But ISPs have argued that it is not their job to police the network. In previous court cases it has been ruled that ISPs are "mere conduits" of content.
Furthermore, they argue that under current plans anyone with unsecured home wi-fi could be held responsible if it were stolen by those intent on downloading music illegally.
They would face the penalties even though they might be unaware their network had been used for nefarious purposes.
The fact that the music industry would presume guilt rather than innocence is a step away from the due process of law in the UK, they say.
"The Mandelson scheme is every bit as wrong-headed as it is naive," said Andrew Heaney, director of strategy and regulation at TalkTalk.
"The lack of presumption of innocence and the absence of judicial process combined with the prevalence of wi-fi hacking will result in innocent people being disconnected," he said.
TalkTalk visited a street to prove stealing music was easy
In order to illustrate the point Matt Roxburgh, a security expert from TalkTalk, visited an ordinary street in Stanmore, Middlesex.
Within a couple of hours he had identified 23 wireless connections on residential street The Highway, which were unsecured.
He downloaded music files from two connections, including Barry Manilow's hit Mandy and the soundtrack to the 1992 film Peter's Friends.
In both cases, the residents had given prior permission to "be hacked" and the content downloaded was legal.
TalkTalk plans to offer advice to all residents about how to secure their wi-fi networks.
Which? Computing magazine has highlighted several cases where net users were wrongly accused of illegally sharing video games.
The British Phonographic Industry (BPI) remains confident that its "robust" evidence-gathering system will not allow innocent people to be caught in the net in the same way as has happened in the video game industry.
For those who have had their wi-fi connection hacked into, there would be no immediate threat of disconnection, said BPI spokesman Adam Liversage.
"The account holder would receive a notification in the first instance, which would represent an opportunity to discuss filesharing with others in the household and which would provide the account holder with the information and tools to help ensure that the account is not used illegally again," he said.
"This information would extend to explaining to the account holder how they can secure their wireless router to ensure that it isn't accessed by unknown third parties," he added.
But ultimately, householders will be held to account for what happens on their own networks, he added.

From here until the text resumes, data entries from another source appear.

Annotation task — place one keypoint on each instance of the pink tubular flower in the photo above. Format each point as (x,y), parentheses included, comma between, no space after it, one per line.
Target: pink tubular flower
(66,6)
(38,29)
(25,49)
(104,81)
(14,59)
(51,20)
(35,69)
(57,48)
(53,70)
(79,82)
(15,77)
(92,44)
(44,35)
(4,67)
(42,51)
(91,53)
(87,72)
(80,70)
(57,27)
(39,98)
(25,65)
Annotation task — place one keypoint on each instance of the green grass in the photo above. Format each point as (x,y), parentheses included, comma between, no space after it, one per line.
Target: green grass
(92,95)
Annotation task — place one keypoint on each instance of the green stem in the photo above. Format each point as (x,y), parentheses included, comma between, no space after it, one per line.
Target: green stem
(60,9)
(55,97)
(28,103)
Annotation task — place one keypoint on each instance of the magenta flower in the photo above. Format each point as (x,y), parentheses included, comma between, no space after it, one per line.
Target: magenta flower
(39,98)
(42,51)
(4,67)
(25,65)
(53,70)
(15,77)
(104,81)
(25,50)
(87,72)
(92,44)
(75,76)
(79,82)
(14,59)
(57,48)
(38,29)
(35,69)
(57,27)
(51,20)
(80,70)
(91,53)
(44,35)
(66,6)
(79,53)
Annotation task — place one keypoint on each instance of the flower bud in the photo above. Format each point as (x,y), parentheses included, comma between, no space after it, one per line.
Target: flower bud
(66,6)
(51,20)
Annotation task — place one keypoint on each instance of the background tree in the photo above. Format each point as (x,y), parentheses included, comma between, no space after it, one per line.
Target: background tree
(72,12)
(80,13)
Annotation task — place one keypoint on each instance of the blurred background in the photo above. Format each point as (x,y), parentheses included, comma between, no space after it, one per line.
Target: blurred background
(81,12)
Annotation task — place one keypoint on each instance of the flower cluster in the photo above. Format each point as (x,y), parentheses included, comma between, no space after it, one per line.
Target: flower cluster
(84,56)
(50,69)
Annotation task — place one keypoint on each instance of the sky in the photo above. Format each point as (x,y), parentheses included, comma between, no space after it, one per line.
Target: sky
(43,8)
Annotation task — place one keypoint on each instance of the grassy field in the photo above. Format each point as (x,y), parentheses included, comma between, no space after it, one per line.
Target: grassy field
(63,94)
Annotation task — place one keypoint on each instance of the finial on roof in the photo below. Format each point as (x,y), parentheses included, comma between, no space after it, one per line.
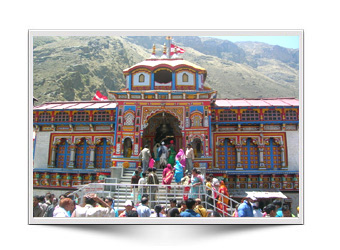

"The responsibility for ensuring that an internet account shared throughout a household is not being used for illegal filesharing clearly lies with the account holder," he said.
A statement from the Department for Business, Innovation and Skills said:
"We realise it's possible for mistakes to occur or for people to have their wi-fi connection hi-jacked. So it's important we have an independent and easy route of appeal at all stages in the process.
At the moment we envisage a tribunal system to which people would have recourse before any action was taken against them."
The government's decision is due at the same time as the draft Digital Economy Bill, which will appear alongside or shortly after the Queen's Speech to parliament in November.